Shannon Sullivan’s established business, Downtown Equestrian Center, is technically a new business in town, now that the 71-acre property on which the riding stable sits has been annexed by the Village of Frankfort.

That doesn’t change anything for Sullivan, 27, an entrepreneur who has run her business and lived on South 88th Avenue with her two dogs and 13 horses for eight years. She is, however, happy with some changes the new owners, Frankfort resident Robert Watson and his family, have made.

“The Watson family has gone over and beyond making upgrades to the barn that have made my life and the life of my horses easier,” Sullivan said.

That’s important to Sullivan because her business is her life.

“Even when I don’t have to be out there, I’m out there,” Sullivan said.

Horses have been a nearly 25-year passion for Sullivan. She learned to ride her own horse in her back yard in Orland Park when she was only a 3-year-old. By the time she was 13, she was competing.

And, although she still loves to compete, Sullivan said she finds little time for it. She devotes her time to her 60 students, giving about 36 individual and group lessons a week. That’s time well spent to Sullivan, but not because it’s a lucrative career.

”You have to love it because it’s not a job you’re going to get rich doing,” she said.

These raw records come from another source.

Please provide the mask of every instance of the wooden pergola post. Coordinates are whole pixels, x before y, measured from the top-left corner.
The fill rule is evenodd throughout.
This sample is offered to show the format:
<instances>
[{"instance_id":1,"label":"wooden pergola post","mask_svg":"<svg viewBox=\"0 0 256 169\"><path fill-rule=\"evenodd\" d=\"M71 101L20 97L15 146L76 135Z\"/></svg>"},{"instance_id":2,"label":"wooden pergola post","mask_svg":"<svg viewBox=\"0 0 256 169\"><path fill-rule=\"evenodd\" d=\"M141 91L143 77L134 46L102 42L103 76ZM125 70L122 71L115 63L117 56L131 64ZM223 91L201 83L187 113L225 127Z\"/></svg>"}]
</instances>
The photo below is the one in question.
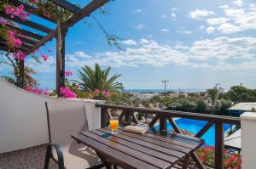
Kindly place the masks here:
<instances>
[{"instance_id":1,"label":"wooden pergola post","mask_svg":"<svg viewBox=\"0 0 256 169\"><path fill-rule=\"evenodd\" d=\"M60 25L60 31L56 38L56 93L58 97L61 97L60 88L65 87L65 39L67 29L61 30L61 25ZM61 48L60 53L59 48Z\"/></svg>"},{"instance_id":2,"label":"wooden pergola post","mask_svg":"<svg viewBox=\"0 0 256 169\"><path fill-rule=\"evenodd\" d=\"M29 55L32 53L35 52L40 47L44 45L47 42L56 37L58 43L61 45L57 47L57 54L56 54L56 93L60 96L60 88L61 87L65 86L65 37L69 27L72 27L73 25L78 23L79 20L83 20L85 17L89 17L91 13L95 10L101 8L102 5L106 4L109 0L93 0L90 2L85 7L79 8L72 3L69 3L67 0L49 0L54 3L57 8L61 8L66 11L69 11L73 14L67 20L61 20L58 24L59 31L56 29L51 29L47 25L43 25L40 23L34 22L32 20L22 20L20 17L15 15L6 14L5 12L0 10L0 17L15 22L17 25L23 25L31 29L34 29L42 32L46 33L46 36L43 36L38 33L35 33L32 31L20 28L19 26L8 25L6 25L8 30L12 30L16 33L20 34L20 40L23 42L21 47L19 47L18 49L21 50L26 55ZM23 5L26 12L32 14L38 17L51 21L55 24L57 24L57 20L54 18L49 18L44 14L38 13L38 8L35 8L24 1L20 0L9 0L15 6ZM59 35L58 35L59 33ZM25 38L25 37L27 37ZM60 39L61 41L58 41ZM60 48L61 47L61 48ZM59 50L58 50L59 48ZM0 50L9 51L8 46L8 42L6 39L0 39ZM14 51L12 51L14 52ZM25 87L25 67L24 61L18 62L19 66L19 78L18 82L20 87Z\"/></svg>"},{"instance_id":3,"label":"wooden pergola post","mask_svg":"<svg viewBox=\"0 0 256 169\"><path fill-rule=\"evenodd\" d=\"M19 87L24 88L25 87L25 62L24 60L19 61Z\"/></svg>"}]
</instances>

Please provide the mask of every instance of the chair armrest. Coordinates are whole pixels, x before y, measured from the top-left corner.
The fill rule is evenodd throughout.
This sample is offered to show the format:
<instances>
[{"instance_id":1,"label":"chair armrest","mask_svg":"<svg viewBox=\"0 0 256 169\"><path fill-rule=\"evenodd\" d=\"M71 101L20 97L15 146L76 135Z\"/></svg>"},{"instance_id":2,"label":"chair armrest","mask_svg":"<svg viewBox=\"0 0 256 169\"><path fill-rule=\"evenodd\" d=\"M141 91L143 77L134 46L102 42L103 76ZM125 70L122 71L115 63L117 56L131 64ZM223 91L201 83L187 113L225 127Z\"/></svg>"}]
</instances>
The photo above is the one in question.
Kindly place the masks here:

She does love spending her time, not only with her horses, but with her students who benefit in many ways from the total experience.

“With a lot of the kids who ride here, over time, they learn responsibility, and patience,” Sullivan said. “You have to be patient if you want to ... ride a horse.”

Sullivan said in addition to the physical benefits which many people are unaware of, she has seen changes in social and life skills in her students.

“A lot of the kids who start out may not be the most confident at school, but over time riding builds self-esteem,” she said.

And Sullivan has seen kids develop friendships, even as they build a work ethic by grooming horses and cleaning stables.

“It’s just you on the horse when you’re riding,” Sullivan said, “but it becomes teamwork when we go to shows and do stuff around the barn.”

New Lenox resident Mary Schade agreed the benefits of horseback riding are many. She and her husband, Bill, have experienced it firsthand with their daughter, Elizabeth, 16, a Lincoln-Way West student.

Schade said Elizabeth had some physical issues as a very small child that required physical therapy. By the time she was 8, the Schades decided to give horseback riding a try and “it addressed all the physical issues” so that Elizabeth no longer needed therapy.

Schade said the benefits didn’t end there. She said she and her husband could quickly point out the life lessons Elizabeth has learned through riding.

“Shannon has always taught her students to ‘know where you are and look where you’re going,’” Schade said. “She always tells the kids they need to have a plan. Now that Elizabeth is learning to drive, that advice has come home to roost. It really can fit into so many contexts.”

Schade said she cannot say enough about Sullivan’s patient way of working with her students, and the wonderful people with whom her daughter associates.

“We feel like we found a jewel.” Schade said.